I’m not nearly so excitable. Neither is my accountant. He’s a decent person, level-headed, feet on the ground, a real numbers guy. But if all you had was that message to go by, you’d think he was a mincing prat, swept up in a wave of unreasoned enthusiasm.
I’m an OK writer, not a great one. But the greats agree with me. Said F. Scott Fitzgerald, “Cut out all these exclamation points” because “an exclamation point is like laughing at your own joke.” Elmore Leonard’s rule was to use no more than two or three exclamation points per 100,000 words of prose.
And you may have heard that, in the entirety of “The Old Man and the Sea,” Ernest Hemingway used only one exclamation point. Can’t tell you where it is, but that’s what all my on-line sources say.
Used sparingly, exclamation points can have impact. They can jump out at you when you least expect them and jack your jaw. But if you see them around every turn, they become ridiculous, even annoying.
I blame email, Facebook and everything Internet.
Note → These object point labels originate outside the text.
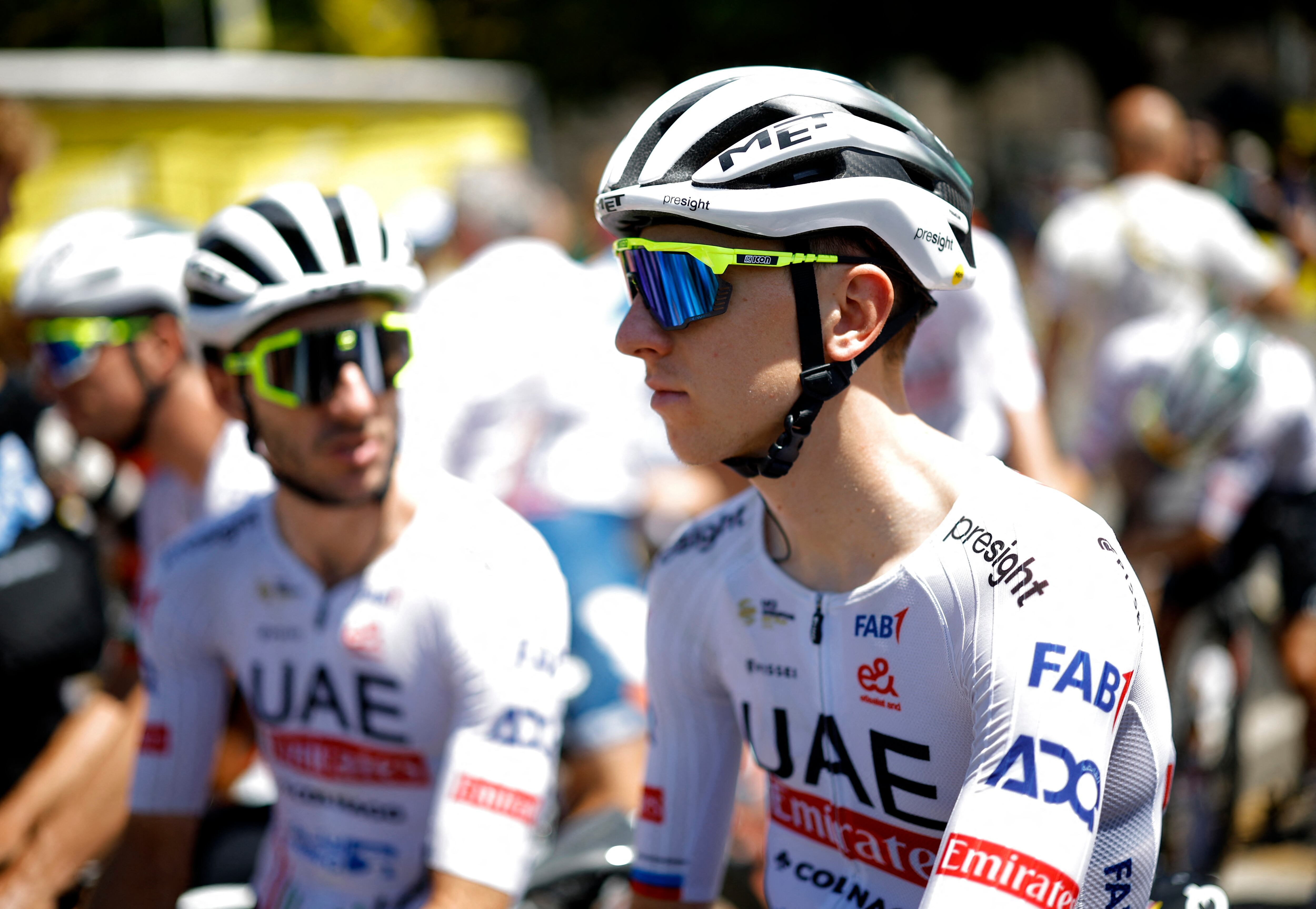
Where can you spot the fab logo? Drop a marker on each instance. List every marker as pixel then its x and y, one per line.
pixel 880 626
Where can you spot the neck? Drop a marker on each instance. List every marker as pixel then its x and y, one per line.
pixel 186 425
pixel 340 542
pixel 873 481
Say someone you know posts a photo of their new baby, and you feel obliged to respond. It’s no good to say, “Hey, nice looking baby you’ve got there.”
I’m sure I sound like a fogey railing against a mostly legitimate form of punctuation. But it’s lazy to sprinkle exclamation points higgly-piggly in one’s prose. Let’s turn it down a bit, shall we? And remember that less is more.